In July 2023, Mitie was awarded a four-year £280 million contract with the national railway infrastructure owner Network Rail; the arrangement brought together four prior contracts and involved the delivery of a fully integrated facilities management service for the entire Network Rail estate, spanning 800 sites across the UK, including train stations, offices, rail operating centres, and other locations. That same year, it acquired four separate security-related businesses, Biservicus Group, GBE Converge Group, R H Irving and Linx International Group.

In February 2025, Mitie partnered with Elements Green, a solar and energy developer, to design their Staythorpe battery energy storage systems (BESS). The signed deal was for £71.5m.

The company announced the proposed acquisition of a fire safety services business, Marlowe, in June 2025. This was completed on the 4 August 2025.

In May 2026, the company was granted a Royal Warrant from King Charles III after providing cleaning services to Buckingham Palace and Windsor Castle.

In June 2026, Mitie announced Phil Bentley will step down as the company's CEO in March 2027.

In July 2026, Mitie was the subject of a £3.1bn cash takeover by facilities management firm OCS Group. The deal, if concluded in early 2027 (subject to shareholder and national security approvals and Competition and Markets Authority clearance), would create one of the UK's biggest outsourced services groups with combined annual revenues of around £8.5bn and a global workforce of 219,000 people.

==Services and Operations==
Mitie stands for Management Incentive Through Investment Equity. The management of the business typically invested part of the capital alongside Mitie, and if targets were met, they were able to sell their shares to Mitie after a fixed period for a sum based on the profits achieved (an earn out). Payment was made in a mixture of cash and Mitie shares. The managers usually remained with Mitie after the earnout.

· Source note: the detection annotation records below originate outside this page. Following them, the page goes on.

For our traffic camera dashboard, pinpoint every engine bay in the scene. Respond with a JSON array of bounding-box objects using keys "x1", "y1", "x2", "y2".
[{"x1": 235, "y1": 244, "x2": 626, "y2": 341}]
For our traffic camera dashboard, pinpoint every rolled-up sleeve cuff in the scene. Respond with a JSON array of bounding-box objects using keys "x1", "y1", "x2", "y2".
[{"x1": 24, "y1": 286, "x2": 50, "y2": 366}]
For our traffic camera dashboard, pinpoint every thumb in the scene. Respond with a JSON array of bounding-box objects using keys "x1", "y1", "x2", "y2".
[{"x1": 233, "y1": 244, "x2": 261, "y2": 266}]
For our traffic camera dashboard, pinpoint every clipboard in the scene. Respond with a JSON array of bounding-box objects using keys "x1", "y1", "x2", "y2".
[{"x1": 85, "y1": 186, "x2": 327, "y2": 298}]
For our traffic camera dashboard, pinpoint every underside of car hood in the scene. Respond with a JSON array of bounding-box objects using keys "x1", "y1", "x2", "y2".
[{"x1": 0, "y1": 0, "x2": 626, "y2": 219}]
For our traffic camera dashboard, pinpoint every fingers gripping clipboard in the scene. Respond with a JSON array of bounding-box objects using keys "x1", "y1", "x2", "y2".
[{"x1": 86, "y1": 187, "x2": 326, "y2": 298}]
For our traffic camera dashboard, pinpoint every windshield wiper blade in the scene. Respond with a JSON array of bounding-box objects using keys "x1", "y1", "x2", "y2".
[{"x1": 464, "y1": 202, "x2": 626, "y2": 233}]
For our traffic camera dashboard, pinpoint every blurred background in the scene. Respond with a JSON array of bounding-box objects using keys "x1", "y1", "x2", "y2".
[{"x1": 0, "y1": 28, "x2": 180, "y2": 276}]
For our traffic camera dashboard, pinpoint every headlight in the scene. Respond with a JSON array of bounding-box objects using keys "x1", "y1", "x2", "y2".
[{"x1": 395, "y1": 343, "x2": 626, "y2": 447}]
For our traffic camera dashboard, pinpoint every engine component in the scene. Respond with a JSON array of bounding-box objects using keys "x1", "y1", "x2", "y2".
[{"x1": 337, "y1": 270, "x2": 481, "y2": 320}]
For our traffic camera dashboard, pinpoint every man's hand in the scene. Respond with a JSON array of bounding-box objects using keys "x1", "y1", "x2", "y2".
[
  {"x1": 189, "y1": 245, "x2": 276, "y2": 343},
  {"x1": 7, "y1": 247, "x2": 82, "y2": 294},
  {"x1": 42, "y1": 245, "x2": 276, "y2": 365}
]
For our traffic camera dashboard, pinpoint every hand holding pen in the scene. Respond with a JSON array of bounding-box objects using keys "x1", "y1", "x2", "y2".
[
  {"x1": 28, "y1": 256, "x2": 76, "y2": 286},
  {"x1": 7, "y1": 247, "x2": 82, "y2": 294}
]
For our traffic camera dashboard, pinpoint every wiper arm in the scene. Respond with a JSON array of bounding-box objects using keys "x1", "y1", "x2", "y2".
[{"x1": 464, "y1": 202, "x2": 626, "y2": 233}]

Mitie operations are organised around 5 core segments: Engineering Maintenance, Security, Hygiene, Projects, and Fire & Security / Water & Environmental Services.

=== Engineering Maintenance ===
Mitie provides mechanical and electrical maintenance for a building's assets. In 2021, Mitie was awarded a seven-year Ministry of Defence maintenance contract worth up to £646 million covering sites in Scotland and Northern Ireland.

=== Security ===
This division provides manned guarding and monitoring of a facility. Mitie operates security services for the Department for Work and Pensions in the UK, reported as the largest security workforce within the UK government estate.

=== Hygiene ===
This division provides cleaning and washroom services to corporate, transport, and healthcare customers. Mitie has held the cleaning contract for Heathrow Airport since 2018, expanding to cover all terminals in 2022.

=== Projects ===
This division carries out capital works such as mechanical and electrical installation and decarbonisation infrastructure construction. Through subsidiary G2 Energy, Mitie is the design and build contractor on the Staythorpe battery energy storage system in Nottinghamshire, described by press as one of the largest battery storage projects in Europe.

=== Fire Safety and Environmental Compliance ===
This division, providing fire safety systems and environmental compliance was expanded in 2025 through Mitie's acquisition of Marlowe.

==Controversy==
In February 2022, The Sunday Mirror revealed a Mitie WhatsApp group relating to immigration management paid by the Home Office that exchanged racist and offensive messages amongst colleagues since March 2020.